Invitational organisational growth

The conference started with a keynote from Michael Sahota where he talked about agile being for teams, not for organisations. The agile community is failing by trying to force changes on an organisational level instead of focusing on creating a good culture within a team. Teams should be in their culture bubble, don’t advertise it and people who find it interesting will come. Then remember to communicate with people outside the bubble in ways they are used to. “They want a Gantt chart, give them a Gantt chart”.

I agree that Agile shouldn’t be forced in an arrogant way to an entire organisation, but there are many problems as well with being in a cultural bubble within an organisation. There is always communications between departments, and it can cause a lot of problems when people are working in very different ways. At Kolibri, we often experience that culture clash when we are working in an agile team within a waterfall organisation. This makes you often feel that the rest of the organisation is working against you and you are forced to work in ways that go against your better senses. I would never make anyone a useless Gantt chart, I’d rather initiate a conversation about the reasons for it and the expected outcome. But it always needs to be a conversation, and that can be an exhausting task because it takes time. But how to present agile and your culture to others without being arrogant and work out a solution for both parties is something I’m very curious to know more about, so I was hoping to get more actions or broader insight from this talk than I did. During the talk, I was also trying to get over my slide fetish and ignore the comic sans that appeared every now and then between almost unreadable scribbled notes. The talk ended with encouragement to meditate and figuring out who you are, which I liked because that’s a big part of my life, but it wasn’t presented in a flow with what came before, so I’m not sure how people took that in.

Visualising culture

Next up Philipp Engstler showed an awesome visualisation of the culture from localsearch.ch where he worked as head of engineering. They decided to do this really cool nerdy picture that displays their values and principles. It’s crucial to clarify what elements the company culture consists of so everybody is on the same page on how they want to work together. But it’s worthless unless it’s done in a bottom-up way like Philipp and his team did. We at Kolibri have also made our culture values and working agreements very clear in words, though not in an as cool picturesque way. This is both introduced to new employees, clients we work with and people outside the company. We also take it up every now and then to spark a conversation about if they are still viable and make sure everybody shares the same understanding. One of my favourites from their manifesto is We care about our PRODUCTS not our EGO.

Values in words vs. in hearts or “How to f*ck up with building processes without culture”

When the latest Scrum guide was released with the emphasis on values, instead of having more detailed processes as some people were hoping for, people asked whether Scrum is a framework or religion. Artel Bykovets had a nice talk about this issue and how he asked himself that very question at first, but came to appreciate the values and see that they are actually more important than to have very specific processes. I agree with him and really like these values and think it’s good for all agile teams to talk about what they mean to them.
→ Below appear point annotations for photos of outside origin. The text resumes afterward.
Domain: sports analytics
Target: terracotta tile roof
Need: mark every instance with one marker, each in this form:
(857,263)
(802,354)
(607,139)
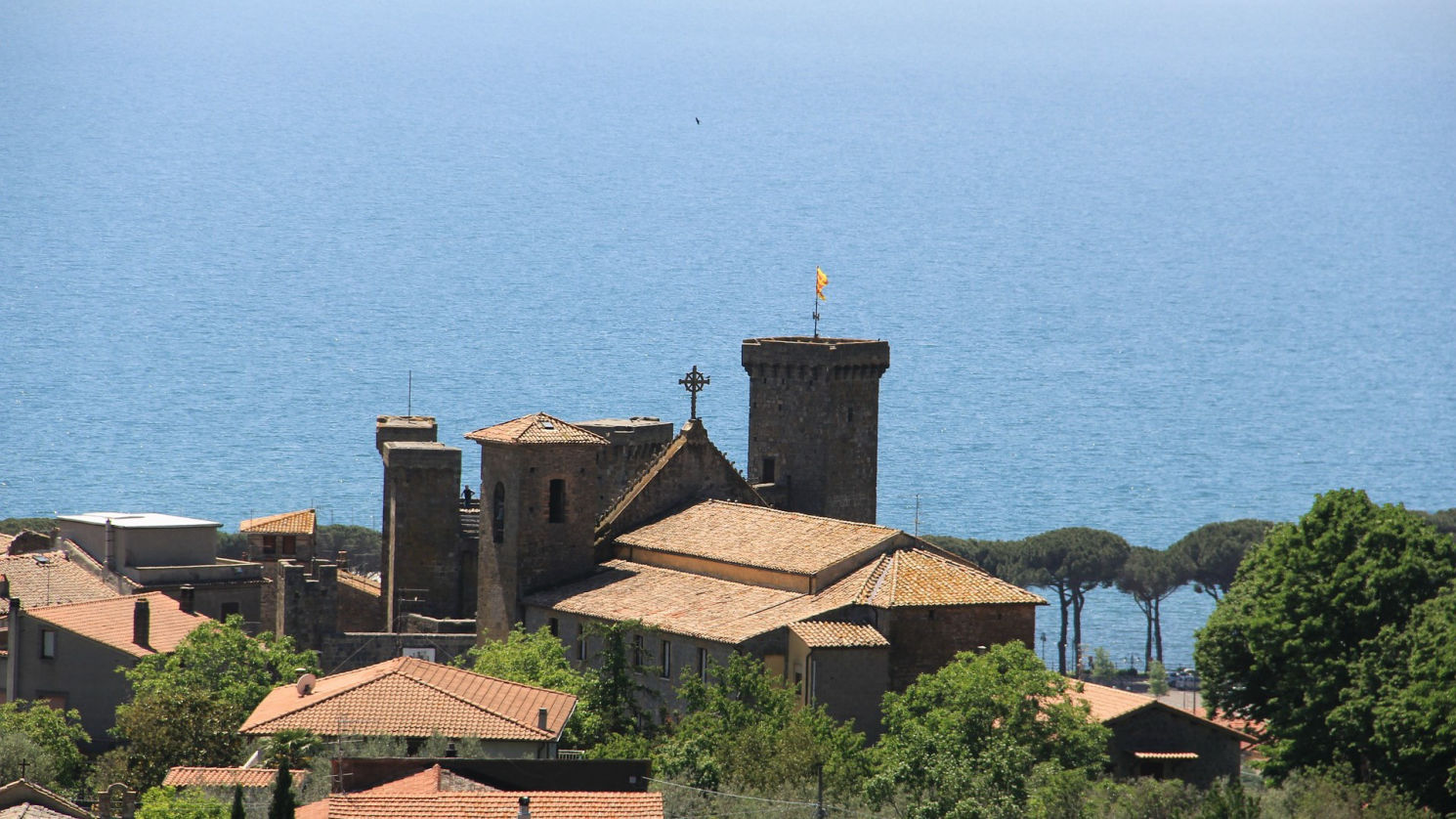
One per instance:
(488,804)
(757,535)
(409,697)
(56,582)
(303,522)
(921,578)
(817,634)
(228,777)
(109,621)
(688,604)
(430,780)
(536,429)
All work performed in Scrum needs a set of values as the foundation for the team’s processes and interactions. And by embracing these five values, the team makes them even more instrumental to its health and success.

Focus: Because we focus on only a few things at a time, we work well together and produce excellent work. We deliver valuable items sooner.

Courage: Because we work as a team, we feel supported and have more resources at our disposal. This gives us the courage to undertake greater challenges.

Openness: As we work together, we express how we’re doing, what’s in our way, and our concerns so they can be addressed.

Commitment: Because we have great control over our own destiny, we are more committed to success.

Respect: As we work together, sharing successes and failures, we come to respect each other and to help each other become worthy of respect.

Rethinking agile leadership

Andrea Provaglio’s talk about rethinking agile leadership was well carried off and in line with the culture change theme, talking decentralised decision making. There were many good points there from Seth Godin’s book Tribes which I read recently and has many good points though it’s not the best I’ve read by him. Seth puts it very nicely with saying Leadership is about creating the change you believe in. In a self-organising team, there shouldn’t be a specific leader, but leaders should emerge from different people when they are needed. It’s important to have a non-self mindset and not just know how to lead, but also to know how to follow.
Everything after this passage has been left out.